Talking to some C-level executives and BI experts across the USA, it struck me how Big Data is seen as a great opportunity, but also met with quite a bit of hesitance. “I love it in concept, but I’m not sure it’s for us, right now”. For years, companies have been trying to become better at Business Intelligence, make better use of their internal data, create better insights to base their decisions or provide more people with ‘self-serve’ access to data. In private, off the record, IT executives admit they’ve been struggling at it. Business Intelligence has ended up on the wish-list between the many important priorities of IT, the budget pressure, the demands to address mobile, virtualize the datacenters and desktops, move to the cloud, address social media, necessary migrations and upgrades, implement voip and video conferencing, increase security, think about Bring-your-own device etc. etc. And these are just the technology related innovations. I’m not even talking about the great industry transformations that are happening in finance, healthcare, education etc., each with their own impact on systems and information. Perhaps for some companies, it’s a matter of walk before trying to run. First get better at using existing, internal, low-volume, fairly structured data sources before trying to tap into the fire-hose that is big data. Current business BI users, who love a simple report or dashboard, aren’t necessarily looking to give up those tools, even though Big Data may promise more and better insights. And while one view is it can’t hurt to just start a pilot of some sort with big data, some true BI experts I spoke to shivered at the thought of collecting and storing terabytes of data without a proper plan. They know: once the business gets hooked on something, it’s hard or impossible to touch it, to redesign it, to revisit the model. For example, once the marketing team has seen sentiment tracking linked to sales figures, that pilot system is there to stay. One CIO even regretted starting a pilot at all, because after the pilot, everyone quickly retreated into familiar territory, instead of embracing the bigger change that is still ahead. So, while the concept and insights of Big Data are increasingly clear, the actual organizational change that comes with it, may keep companies from effectively using it for quite some time. Agree?
Almost agree.
If you mean the actual organizational change includes the hiring of analysts that know their K-Nearest Neigbour from their Neural Network algorithm (data scientist) then I agree. Don’t forget this highly hyped phenomenon adds to the already difficult world of “Well organized Business Intelligence”.

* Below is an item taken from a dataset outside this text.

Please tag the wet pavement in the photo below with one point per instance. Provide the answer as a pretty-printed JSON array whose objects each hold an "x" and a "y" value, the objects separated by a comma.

For some, multinationals, banks, insurance etc., it’s a nice playground where analysts can test if extra data adds to the available information.
Others wait until types of Big Data analysis becomes a service they can purchase, like with Coosto.
Big Data is not for everybody, at least not to do themselves.
@frank: Hiring (or creating) ‘data scientists’ is only one thing, it’s also rethinking how you make decisions and what kind of culture you have (data or intuition?) etc.
I think you phrase it well when you say that it ‘adds to the already difficult world of “Well organized Business Intelligence”’: to organize Business Intelligence well is already quite something. Perhaps the question is if Big Data needs that as a basis, or that Big Data is something different altogether, that could be done separately or in parallel.
So how do we approach/educate our customers to embrace Big Data without creating that sense of fear, uncertainty and doubt. Are we moving too fast.
The data explosion, deluge or whatever you would like to call it is a fact. “Big Data” is exactly the same kind of catalyst that “Big Science” was and still is. “Big science is here to stay,” Alvin Weinberg wrote in 1961. Now, some 50 years later, the same goes for “Big Data” and there will be just another next phase of course. Remember the title of Derek de Solla Price’s book “Big Science, Little Science . . . and beyond.” In 1986 it was a mere extension of Derek’s 1963 publication that back then lacked the last two words. Conclusion: it is never too late or too early for the next big thing. Calling something “big” is a cry for attention to start with, hoping discussion will follow.
I agree with Frank above and Jaap’s sentiments. I think in Health, Medicine and Environment it is never too early. I think in Business particularly Finance then maybe too early. However, with FATCA, Anti Moneylaundering with their Know Your Client dependency much of the data is in the 80 to 90% of unavailable (without Big Data capability) unstructured data. I think a good place to start is engaging Cloud services with native or propriety Hadoop clusters for archive data (dark data) to crystalize a data retention policy. Build up the confidence and expertise at pace but controlled pace expanding functionality step by innovative step.